LOUISVILLE, Ky. — Even though the leaves are turning with the arrival of fall, efforts are still underway to "green up" parts of Louisville. The Green Heart Project is planting a number of trees and researchers are studying the effect they have on our local community's health.
"We have some native junipers, we have some magnolia trees, we have a lob-lolly pine tree which is native to Kentucky," Director of Nature Conservancy of Kentucky, Chris Chandler, said. "We've got primarily evergreen conifer trees that we're planting. The research tells us that these trees are better performers at capturing and suspending air pollutants."
Hundreds of trees have taken root in south Louisville along the Watterson Expressway near the Wyandotte and Beechmont neighborhoods. The group plans to have more plantings on the way in early 2021.

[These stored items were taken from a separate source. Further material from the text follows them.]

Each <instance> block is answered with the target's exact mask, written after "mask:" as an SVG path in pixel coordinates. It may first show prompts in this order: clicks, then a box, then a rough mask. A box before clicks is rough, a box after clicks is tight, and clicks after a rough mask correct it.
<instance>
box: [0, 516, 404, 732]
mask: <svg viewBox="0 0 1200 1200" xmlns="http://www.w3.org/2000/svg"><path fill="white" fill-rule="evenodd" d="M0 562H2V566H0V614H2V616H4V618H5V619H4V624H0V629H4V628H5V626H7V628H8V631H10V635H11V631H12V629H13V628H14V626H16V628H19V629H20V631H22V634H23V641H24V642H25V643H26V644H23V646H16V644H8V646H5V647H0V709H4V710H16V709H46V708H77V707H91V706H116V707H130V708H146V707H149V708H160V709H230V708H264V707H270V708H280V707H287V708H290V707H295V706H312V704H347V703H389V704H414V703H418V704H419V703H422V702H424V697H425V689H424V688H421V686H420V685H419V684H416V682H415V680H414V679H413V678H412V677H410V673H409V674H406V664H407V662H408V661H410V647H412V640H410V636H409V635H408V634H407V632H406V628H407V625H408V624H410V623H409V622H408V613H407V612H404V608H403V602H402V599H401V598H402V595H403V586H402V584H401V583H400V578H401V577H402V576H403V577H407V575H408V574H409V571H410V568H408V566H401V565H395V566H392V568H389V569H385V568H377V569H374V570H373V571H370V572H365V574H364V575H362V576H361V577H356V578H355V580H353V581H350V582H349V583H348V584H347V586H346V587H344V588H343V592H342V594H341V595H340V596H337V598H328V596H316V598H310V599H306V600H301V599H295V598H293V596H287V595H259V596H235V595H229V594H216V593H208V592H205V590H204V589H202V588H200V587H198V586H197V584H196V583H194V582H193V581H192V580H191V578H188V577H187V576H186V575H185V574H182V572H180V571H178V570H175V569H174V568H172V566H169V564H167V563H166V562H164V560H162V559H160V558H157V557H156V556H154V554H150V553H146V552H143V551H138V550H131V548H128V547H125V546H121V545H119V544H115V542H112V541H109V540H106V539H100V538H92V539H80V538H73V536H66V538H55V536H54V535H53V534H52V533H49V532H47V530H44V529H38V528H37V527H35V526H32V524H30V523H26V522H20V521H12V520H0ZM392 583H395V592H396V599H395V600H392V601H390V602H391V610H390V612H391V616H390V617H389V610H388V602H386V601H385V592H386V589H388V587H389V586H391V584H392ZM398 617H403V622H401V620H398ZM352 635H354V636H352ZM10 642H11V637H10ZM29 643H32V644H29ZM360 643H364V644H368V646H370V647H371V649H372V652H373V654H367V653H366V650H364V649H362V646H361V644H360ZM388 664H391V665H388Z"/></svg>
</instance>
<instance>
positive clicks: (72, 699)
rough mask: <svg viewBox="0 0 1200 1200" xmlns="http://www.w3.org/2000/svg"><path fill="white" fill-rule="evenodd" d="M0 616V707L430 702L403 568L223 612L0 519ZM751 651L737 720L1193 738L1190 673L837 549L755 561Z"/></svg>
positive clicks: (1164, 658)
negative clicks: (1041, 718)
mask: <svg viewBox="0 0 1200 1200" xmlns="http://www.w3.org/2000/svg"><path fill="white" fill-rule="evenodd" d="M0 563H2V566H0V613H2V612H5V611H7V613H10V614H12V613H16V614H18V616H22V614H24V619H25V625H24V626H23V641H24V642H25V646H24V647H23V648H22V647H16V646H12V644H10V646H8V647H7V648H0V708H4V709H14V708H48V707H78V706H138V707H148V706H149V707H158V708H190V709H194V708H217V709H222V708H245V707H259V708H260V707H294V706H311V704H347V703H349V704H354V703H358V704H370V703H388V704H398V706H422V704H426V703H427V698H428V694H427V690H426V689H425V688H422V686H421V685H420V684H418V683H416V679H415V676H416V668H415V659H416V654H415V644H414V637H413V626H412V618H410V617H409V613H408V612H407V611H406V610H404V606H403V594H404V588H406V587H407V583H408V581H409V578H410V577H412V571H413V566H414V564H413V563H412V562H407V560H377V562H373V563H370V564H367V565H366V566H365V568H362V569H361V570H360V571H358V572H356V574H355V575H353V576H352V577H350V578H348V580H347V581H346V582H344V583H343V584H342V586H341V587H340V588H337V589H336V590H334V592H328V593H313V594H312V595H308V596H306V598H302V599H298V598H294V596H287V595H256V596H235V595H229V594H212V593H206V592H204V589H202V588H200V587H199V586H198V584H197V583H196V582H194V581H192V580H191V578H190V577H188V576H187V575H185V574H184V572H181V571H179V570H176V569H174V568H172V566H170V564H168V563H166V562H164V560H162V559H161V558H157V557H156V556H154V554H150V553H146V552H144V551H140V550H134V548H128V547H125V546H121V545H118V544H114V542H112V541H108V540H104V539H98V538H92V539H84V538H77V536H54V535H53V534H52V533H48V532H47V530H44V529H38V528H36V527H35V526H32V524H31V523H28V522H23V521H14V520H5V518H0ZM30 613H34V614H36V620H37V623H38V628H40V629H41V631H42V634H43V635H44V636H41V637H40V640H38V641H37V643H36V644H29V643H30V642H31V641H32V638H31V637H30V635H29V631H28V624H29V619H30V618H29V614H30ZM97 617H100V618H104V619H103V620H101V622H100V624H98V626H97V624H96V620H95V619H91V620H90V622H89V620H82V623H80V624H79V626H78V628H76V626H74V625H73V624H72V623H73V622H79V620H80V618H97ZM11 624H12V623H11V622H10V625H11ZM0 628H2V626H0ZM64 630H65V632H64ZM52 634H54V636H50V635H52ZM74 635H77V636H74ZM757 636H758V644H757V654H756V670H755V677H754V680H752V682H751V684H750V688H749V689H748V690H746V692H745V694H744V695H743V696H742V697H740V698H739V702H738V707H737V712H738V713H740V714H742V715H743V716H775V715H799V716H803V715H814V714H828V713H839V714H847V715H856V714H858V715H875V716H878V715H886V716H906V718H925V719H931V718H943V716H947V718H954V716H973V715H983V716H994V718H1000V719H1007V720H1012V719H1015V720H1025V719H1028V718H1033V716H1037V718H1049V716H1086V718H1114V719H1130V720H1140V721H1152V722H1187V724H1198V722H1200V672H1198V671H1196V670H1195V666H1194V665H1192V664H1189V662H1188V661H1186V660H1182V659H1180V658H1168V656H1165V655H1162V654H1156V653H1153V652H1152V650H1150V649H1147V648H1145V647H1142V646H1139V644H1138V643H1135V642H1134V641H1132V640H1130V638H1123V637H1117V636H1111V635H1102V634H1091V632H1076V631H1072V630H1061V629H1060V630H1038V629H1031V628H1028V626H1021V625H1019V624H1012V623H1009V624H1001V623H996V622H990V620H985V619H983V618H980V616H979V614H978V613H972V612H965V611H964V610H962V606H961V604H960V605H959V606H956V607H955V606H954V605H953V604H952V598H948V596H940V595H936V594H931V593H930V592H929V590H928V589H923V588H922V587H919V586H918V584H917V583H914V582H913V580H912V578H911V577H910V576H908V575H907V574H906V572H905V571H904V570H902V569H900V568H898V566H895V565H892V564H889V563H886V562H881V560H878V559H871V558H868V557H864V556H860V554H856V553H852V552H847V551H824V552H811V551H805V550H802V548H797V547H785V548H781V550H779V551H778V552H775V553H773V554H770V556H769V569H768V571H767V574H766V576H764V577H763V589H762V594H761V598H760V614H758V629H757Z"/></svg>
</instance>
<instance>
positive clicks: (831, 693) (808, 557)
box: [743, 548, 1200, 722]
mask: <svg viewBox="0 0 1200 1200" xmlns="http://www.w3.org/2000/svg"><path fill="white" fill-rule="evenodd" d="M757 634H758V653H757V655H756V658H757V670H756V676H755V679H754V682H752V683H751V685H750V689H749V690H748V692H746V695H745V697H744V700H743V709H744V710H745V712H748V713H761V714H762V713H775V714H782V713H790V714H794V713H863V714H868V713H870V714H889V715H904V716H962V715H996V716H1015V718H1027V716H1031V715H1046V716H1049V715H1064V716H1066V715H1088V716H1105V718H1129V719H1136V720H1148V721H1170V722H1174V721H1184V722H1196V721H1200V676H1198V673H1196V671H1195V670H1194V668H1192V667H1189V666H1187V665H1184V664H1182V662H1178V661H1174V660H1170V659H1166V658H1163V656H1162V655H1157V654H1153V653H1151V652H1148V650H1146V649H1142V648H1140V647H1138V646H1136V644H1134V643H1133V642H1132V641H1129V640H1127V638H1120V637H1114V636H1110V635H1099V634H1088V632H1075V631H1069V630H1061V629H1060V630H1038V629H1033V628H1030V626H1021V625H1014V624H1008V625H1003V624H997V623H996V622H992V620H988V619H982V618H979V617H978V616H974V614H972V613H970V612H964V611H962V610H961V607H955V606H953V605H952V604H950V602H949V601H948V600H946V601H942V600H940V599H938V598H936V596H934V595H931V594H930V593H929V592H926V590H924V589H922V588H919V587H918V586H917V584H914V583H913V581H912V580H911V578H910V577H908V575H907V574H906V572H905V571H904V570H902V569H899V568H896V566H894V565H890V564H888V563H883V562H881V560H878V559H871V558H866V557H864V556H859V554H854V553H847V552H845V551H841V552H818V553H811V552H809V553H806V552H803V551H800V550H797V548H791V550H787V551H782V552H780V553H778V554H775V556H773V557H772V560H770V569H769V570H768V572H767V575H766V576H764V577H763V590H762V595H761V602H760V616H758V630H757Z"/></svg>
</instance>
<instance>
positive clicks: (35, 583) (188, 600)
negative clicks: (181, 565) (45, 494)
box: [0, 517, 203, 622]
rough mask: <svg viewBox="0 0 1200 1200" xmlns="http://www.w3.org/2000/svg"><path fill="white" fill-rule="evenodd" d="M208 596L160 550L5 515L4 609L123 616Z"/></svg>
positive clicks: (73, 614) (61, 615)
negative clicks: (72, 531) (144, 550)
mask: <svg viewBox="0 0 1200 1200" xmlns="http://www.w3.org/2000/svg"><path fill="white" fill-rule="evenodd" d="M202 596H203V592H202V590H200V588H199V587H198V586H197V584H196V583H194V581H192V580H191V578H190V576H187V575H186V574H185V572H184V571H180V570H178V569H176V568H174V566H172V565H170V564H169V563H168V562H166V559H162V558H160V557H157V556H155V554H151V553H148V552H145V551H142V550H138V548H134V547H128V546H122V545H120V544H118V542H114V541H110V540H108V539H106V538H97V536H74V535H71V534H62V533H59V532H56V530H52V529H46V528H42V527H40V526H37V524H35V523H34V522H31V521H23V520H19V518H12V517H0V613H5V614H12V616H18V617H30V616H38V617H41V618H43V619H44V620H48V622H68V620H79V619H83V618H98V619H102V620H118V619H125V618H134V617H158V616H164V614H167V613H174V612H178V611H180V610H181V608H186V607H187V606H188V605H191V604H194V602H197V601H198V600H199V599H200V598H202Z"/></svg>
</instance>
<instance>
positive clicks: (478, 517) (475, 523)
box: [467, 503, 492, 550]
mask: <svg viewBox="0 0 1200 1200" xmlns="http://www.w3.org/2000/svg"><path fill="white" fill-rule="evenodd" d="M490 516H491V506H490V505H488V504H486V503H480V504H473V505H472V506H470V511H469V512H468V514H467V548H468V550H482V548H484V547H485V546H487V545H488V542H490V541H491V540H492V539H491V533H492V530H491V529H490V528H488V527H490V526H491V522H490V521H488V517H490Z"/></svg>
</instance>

The planting is not just to green up an area of the city void of trees, but also a study.
Known as the HEAL Study, researchers from University of Louisville's Environmental Institute want to quantify the impact.
"We're looking at the community and saying this is where your health started, we're going to give the community this treatment of greenery and trees, and then we're going to see what happens to people's health," Rachel Keith of UofL's Environmental Institute said.
The study will track 750 participants' health over the next five years to see what changes the new greenery will have. A previous pilot study near St. Margert Mary found noticeable improvements in air quality, so they expect even greater results over several years. They're also tracking whether any improvements in health come from improvements in air quality or certain compounds that trees release.
Keith said there's been great interest in the study as it's community intervention and doesn't require residents to take special time out of their day
Green Heart Project has been picky about what trees are planted, and where.
"It took a lot of engineering and modeling to figure out the species, the sizes, the widths, and then how close to plant them together to try and maximize our ability to filter the air pollution coming off the highway," Chandler said.
The area along the highway is a tough spot for trees to grow because of high wind and soil pollution from things like salt in wintertime snow removal. Four zones have been for planting with soil samples taken to determine which trees would be best suited for those areas.
In the coming years Green Heart Project hopes to plant thousands of trees in various neighborhoods, parks, and private homes that currently lack tree coverage.